As Saruj Dam is one of the city's main attractions. The dam allows for the accumulation of rain, creating a lake of fresh water. It was built in 2004 in Wadi Madha, just before the village of As Saruj (Oman), and was therefore named As Saruj Dam. It has a height of 25.5 m and a reservoir with a capacity of 1.35 million cubic meters (coordinates: 25°16′4″N, 56°17′58″E).

=== Madha Banyan Trees ===
In the farming area a group of well-established banyan trees are found. The farming area is watered by falaj system with water coming from the mountain springs.

===Madha House Museum===
In 1976, Muhammad bin Salem Al Madhani founded the Madha House Museum.
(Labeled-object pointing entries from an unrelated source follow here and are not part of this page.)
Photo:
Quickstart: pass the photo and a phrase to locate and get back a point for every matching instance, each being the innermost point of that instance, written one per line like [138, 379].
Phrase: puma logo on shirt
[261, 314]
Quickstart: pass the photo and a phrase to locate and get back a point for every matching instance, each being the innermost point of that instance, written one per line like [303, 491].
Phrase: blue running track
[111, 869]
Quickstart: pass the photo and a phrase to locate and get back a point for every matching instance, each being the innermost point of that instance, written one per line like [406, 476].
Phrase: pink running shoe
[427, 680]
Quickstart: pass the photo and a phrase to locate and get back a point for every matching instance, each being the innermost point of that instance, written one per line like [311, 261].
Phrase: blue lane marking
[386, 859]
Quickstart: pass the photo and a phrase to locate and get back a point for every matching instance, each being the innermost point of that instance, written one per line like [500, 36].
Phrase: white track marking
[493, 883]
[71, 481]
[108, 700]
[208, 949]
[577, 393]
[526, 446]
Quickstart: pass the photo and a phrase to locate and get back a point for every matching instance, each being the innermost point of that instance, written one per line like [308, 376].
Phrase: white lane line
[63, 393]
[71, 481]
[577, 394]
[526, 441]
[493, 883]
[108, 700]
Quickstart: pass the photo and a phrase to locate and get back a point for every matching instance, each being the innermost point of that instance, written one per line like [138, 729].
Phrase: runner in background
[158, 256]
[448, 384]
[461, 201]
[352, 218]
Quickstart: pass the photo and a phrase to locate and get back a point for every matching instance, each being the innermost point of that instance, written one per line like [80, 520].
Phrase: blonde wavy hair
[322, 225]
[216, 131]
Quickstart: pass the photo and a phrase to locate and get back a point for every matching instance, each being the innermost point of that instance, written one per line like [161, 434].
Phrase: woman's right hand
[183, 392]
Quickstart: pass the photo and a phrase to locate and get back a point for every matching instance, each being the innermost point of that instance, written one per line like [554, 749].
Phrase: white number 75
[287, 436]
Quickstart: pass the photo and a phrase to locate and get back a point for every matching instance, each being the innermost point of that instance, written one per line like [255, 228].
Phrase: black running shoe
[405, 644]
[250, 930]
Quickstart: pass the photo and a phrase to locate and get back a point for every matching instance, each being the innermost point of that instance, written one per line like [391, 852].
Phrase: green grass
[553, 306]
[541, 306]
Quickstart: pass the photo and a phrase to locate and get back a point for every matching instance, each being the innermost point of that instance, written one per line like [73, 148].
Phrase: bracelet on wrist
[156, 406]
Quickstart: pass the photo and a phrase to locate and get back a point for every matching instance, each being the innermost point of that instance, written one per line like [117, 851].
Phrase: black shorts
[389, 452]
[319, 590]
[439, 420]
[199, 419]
It holds his collection of numerous items and antiques from before the birth of Christ, including pottery, coinage, and agricultural implements.

Inscriptions on stones, fragments of arrows, spears, and other ancient weaponry as well as seals, timepieces, and various Omani rocks are also included.

The museum displays a number of documents, manuscripts, and historical coins dating back to the 10th century, such as: a Greek silver coin used during the reign of Alexander the Great, a very small coin with a star made of stone on both sides, and a group of coins that were minted during the Umayyad and Abbasid eras.

===Cultural festivals===
Additionally, Madha is well-known for its annual cultural festivals. These celebrations feature traditional music and dance performances, culinary festivals, and arts and crafts exhibitions as they honor the region's rich history and culture.

==Climate==
Madha is a mountainous area with rugged terrain, and the climate is hot and dry in the summers and mild in winters.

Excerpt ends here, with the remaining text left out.